"Shaping Work’s Future"

Dyer co-authors book calling for new social contract
Shaping the Future of Work
Thursday, August 31, 2017

There is a way to share economic wealth and it requires a new social contract be drawn by business, workers, labor, education and government, according to ILR Emeritus Professor Lee Dyer and MIT Professor Thomas A. Kochan.

They are the authors of “Shaping the Future of Work: A Handbook for Action and a New Social Contract,” published this month by MITxPress, a collaboration between MITx, which makes MIT courses available online, and the MIT Press.

There is concern about inequality and how to address growing economic gaps in the United States, “but it is not as deep or as broad as it needs to be,” Dyer said in an interview.

The book, the authors hope, will be fodder for a new way of thinking, one that will help reverse income inequality that is sharper than any time since the 1920s in the United States.

“The future we’re going to get is the future we choose to make,” said Dyer, emeritus professor of Human Resource Studies and a research fellow at ILR’s Center for Advanced Human Resource Studies.

Dyer and Kochan urge businesses to choose high road business and employment strategies that are “capable of generating both good financial returns and good jobs.” Extensive worker involvement, heavy investment in training and development, greater work schedule flexibility, and aggressive enforcement of equal opportunities are among the recommendations for how businesses can take the high road.

Educators, the professors say, need to make lifelong learning for workers a priority. Also, workers need to be willing to invest in lifelong learning to avoid becoming redundant in an economy based on knowledge, innovation, and constant change.

Educators also need to help students “not only learn how to understand and embrace differences across racial, ethnic, gender, age, and socio-economic lines, but also how to demand equity through a thorough grasp of relevant laws and the development of strong bargaining skills.”

Kochan and Dyer also support the search for new sources of power that would allow workers to demand middle class or better wages.
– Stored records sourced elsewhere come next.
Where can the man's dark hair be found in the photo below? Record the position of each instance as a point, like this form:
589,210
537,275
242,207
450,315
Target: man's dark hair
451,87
This includes new strategies for established labor unions, as well as efforts to reinforce the efforts of new worker advocacy groups emerging at regional and local levels.

Much is needed from government to support a new social contract, but some of the relatively easy wins would include early childhood education, apprenticeship and other training, and retraining for laid-off and at-risk workers.

Collaboration among stakeholders is the essential ingredient for creating a new social contract that shares wealth more evenly and produces meaningful jobs, they write.

Working locally to address needs as they emerge is central to changing the social contract, according to the authors, who cite the “Fight for $15” minimum wage effort and the petition for improved Starbucks scheduling as examples of local actions with resounding impacts. If stakeholders can change, the economy can create good jobs with adequate wages for all, the authors write.

Dyer and Kochan, colleagues for 40 years, said they were motivated to write the book and teach a related course because they are concerned about the future.

“Never before have we been more worried about the legacy our generation is leaving to the next,” they write in the book’s preface, citing issues such as extreme politics, terrorism, Brexit and fears about technology eliminating jobs.

For several years, Dyer and Kochan have been simultaneously teaching related courses that have allowed them to vet some of the ideas offered in the book. Dyer’s course is called “Forging the Future of Work.” It was adapted from an online course taught by Kochan, the George M. Bunker Professor at the MIT Sloan School of Management and co-director of the Institute for Work and Employment Research.

In the courses, students simulate how stakeholders can succeed in making the workplace a more equitable place. “They struggle” with issues, Dyer said, “but are able to agree on some things.” The students’ efforts “demonstrate the feasibility of engaging the next generation of leaders in meaningful dialogues to forge new and improved versions of work down the road.”  

The authors urge others to try the simulation online – “use it to engage colleagues in other spheres to compare viewpoints, search for common ground, initiate action, and ultimately shape a better future for all Americans.”